Approximately $11.5bn as raised in the Arab region through 27 initial public offerings (IPOs) in 2014, said EFG Hermes head of research Wael Ziada.
This was compared to $3bn in 2013 through 25 IPOs, Ziada said during his speech in EFG Hermes’ One-on-One conference in Dubai on Monday.
“Tightening global liquidity, coupled with falling oil prices are likely to lead to a slower first half in 2015 in the GCC, following a very active 2014 for IPOs across the region; however the story is quite different for Egypt, which is going through a different cycle,” added Ziada.
According to Ziada, EFG Hermes helped lead the regional “IPO boom” last year, co-leading high-profile transactions. Amongst such transactions included Emaar Malls and Dubai Parks and Resorts in the UAE, and the Arabian Cement Company in Egypt, the first IPO in Egypt since 2010.

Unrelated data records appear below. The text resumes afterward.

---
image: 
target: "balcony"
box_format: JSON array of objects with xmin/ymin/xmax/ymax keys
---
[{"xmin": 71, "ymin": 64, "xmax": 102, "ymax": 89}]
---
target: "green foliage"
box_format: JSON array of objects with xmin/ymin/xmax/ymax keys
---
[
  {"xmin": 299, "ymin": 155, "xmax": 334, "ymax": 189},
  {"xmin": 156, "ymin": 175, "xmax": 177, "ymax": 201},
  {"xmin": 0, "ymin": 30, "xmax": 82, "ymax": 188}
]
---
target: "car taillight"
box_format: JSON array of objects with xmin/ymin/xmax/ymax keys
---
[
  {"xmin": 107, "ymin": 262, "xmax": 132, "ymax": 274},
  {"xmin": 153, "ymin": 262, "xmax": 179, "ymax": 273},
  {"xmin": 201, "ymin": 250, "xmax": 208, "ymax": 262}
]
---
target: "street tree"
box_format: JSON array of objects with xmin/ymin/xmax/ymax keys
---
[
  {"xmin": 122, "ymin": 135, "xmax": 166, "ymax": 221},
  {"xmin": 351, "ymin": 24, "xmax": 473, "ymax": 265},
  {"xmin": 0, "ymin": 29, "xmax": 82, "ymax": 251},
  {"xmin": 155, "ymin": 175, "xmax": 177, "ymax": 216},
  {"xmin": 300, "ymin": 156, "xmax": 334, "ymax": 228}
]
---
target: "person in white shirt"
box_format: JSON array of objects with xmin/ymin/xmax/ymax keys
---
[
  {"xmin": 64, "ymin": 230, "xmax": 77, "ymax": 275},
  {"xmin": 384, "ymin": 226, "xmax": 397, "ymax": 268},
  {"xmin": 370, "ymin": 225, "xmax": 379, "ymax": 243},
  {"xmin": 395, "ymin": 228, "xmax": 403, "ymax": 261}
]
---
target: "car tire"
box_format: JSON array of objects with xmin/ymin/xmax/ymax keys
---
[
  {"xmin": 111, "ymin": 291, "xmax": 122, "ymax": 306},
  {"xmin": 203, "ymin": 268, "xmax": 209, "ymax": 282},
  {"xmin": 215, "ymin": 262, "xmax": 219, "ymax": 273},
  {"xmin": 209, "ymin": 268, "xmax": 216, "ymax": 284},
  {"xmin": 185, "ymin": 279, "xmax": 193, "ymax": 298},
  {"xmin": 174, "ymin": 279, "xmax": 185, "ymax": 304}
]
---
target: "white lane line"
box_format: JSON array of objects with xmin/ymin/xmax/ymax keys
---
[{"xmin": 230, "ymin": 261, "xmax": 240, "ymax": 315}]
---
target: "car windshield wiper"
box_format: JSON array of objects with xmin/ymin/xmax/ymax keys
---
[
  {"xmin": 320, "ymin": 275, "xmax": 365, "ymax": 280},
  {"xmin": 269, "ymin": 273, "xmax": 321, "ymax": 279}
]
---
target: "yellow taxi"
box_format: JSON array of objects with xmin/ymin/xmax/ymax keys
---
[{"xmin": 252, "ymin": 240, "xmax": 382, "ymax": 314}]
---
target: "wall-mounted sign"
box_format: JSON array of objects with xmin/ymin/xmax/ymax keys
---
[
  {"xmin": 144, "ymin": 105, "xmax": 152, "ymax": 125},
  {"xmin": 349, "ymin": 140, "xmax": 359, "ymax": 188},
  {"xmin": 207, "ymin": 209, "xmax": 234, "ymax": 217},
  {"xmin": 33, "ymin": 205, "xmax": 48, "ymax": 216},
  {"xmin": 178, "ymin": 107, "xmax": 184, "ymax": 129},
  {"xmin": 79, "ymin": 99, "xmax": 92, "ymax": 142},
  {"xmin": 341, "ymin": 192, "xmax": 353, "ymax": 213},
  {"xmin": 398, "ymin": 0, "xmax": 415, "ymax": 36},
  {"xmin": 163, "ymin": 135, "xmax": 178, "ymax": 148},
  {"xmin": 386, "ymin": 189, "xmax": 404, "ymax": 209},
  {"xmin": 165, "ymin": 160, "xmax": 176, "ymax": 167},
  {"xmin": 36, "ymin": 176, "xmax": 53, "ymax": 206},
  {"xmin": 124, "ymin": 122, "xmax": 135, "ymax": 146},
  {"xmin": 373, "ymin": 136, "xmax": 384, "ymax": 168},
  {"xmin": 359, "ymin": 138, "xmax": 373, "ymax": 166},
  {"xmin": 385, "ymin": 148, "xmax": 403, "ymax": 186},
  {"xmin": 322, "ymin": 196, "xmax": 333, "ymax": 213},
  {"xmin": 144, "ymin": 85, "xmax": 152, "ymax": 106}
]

Ziada also noted that his firm is expecting to see mergers and acquisitions (M&A) activities led by Egypt. He added that the country has already seen two competitive M&A bids in the food sector in 2015.
On the challenges facing the Gulf region due to low oil prices, Ziada explained that in Dubai, the Expo 2020 will maintain public sector spending growth. As for Saudi Arabia, EFG-Hermes sees it as a “very compelling market” that will be of interest to path-finding investors who have long had an appetite for KSA equities.

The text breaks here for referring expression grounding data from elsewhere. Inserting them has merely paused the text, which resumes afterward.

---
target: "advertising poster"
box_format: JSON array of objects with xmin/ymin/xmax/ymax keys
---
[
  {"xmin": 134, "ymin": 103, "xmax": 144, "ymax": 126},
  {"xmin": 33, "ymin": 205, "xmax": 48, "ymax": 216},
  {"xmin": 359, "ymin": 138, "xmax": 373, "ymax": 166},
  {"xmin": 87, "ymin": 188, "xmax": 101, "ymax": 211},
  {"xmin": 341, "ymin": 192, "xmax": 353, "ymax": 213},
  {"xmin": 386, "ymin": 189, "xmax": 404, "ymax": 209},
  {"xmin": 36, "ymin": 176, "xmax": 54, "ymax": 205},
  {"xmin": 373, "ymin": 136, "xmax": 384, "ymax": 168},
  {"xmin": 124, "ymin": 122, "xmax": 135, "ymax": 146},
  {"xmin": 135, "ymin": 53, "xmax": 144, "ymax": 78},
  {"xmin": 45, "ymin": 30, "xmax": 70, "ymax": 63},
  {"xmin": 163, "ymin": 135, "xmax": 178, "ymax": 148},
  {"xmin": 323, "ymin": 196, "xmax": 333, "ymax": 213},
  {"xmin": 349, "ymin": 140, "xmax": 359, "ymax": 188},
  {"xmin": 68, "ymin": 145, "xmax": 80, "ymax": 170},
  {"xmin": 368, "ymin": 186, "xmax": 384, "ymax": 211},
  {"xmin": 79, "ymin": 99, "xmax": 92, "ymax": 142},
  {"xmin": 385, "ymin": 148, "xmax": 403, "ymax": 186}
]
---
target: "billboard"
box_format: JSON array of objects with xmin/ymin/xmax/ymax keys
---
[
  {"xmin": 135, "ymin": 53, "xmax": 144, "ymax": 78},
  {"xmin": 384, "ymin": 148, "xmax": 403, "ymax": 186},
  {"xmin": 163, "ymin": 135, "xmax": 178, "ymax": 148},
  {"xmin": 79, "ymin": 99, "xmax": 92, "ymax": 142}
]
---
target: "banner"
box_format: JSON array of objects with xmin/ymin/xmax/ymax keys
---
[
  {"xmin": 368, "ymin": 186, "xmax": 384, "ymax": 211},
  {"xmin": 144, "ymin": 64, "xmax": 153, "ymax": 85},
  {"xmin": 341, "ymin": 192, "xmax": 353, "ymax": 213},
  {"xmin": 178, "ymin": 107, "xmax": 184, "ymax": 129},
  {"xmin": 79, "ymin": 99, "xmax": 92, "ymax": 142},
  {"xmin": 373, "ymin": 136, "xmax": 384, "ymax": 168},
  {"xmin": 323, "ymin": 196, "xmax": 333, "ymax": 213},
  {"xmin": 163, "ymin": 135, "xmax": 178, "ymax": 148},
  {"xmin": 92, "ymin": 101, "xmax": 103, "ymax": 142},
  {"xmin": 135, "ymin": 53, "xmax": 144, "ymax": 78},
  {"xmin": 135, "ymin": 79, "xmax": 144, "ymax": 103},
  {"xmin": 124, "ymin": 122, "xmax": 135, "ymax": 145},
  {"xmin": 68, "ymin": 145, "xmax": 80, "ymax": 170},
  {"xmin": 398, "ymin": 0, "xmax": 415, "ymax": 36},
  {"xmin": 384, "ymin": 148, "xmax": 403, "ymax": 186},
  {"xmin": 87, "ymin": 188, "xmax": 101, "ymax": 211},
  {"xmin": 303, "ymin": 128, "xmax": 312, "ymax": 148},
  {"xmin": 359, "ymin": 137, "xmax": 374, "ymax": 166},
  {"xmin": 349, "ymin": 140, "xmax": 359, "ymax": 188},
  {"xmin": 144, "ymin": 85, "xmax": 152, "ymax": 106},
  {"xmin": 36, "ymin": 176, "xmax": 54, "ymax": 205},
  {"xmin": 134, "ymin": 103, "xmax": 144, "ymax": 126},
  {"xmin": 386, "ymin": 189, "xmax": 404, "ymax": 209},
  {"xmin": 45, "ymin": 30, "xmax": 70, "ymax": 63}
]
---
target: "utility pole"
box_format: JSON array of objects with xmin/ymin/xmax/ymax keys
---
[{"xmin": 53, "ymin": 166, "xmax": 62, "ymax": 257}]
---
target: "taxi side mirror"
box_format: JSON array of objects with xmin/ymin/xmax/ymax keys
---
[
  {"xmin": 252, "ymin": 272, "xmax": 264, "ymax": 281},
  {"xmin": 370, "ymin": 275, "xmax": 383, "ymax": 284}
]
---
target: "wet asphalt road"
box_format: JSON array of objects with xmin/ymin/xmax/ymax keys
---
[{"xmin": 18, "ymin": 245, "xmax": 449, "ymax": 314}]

“We expect the ongoing economic recovery in Egypt and recent remarks from the new head of the Capital Market Authority in Saudi Arabia, encouraging more state-owned companies to list, to have both Egypt and KSA lead activity in the MENA IPO market in the first half of this year,” said Mohamed Ebeid, Head of EFG Hermes Securities Brokerage, during his speech at the conference.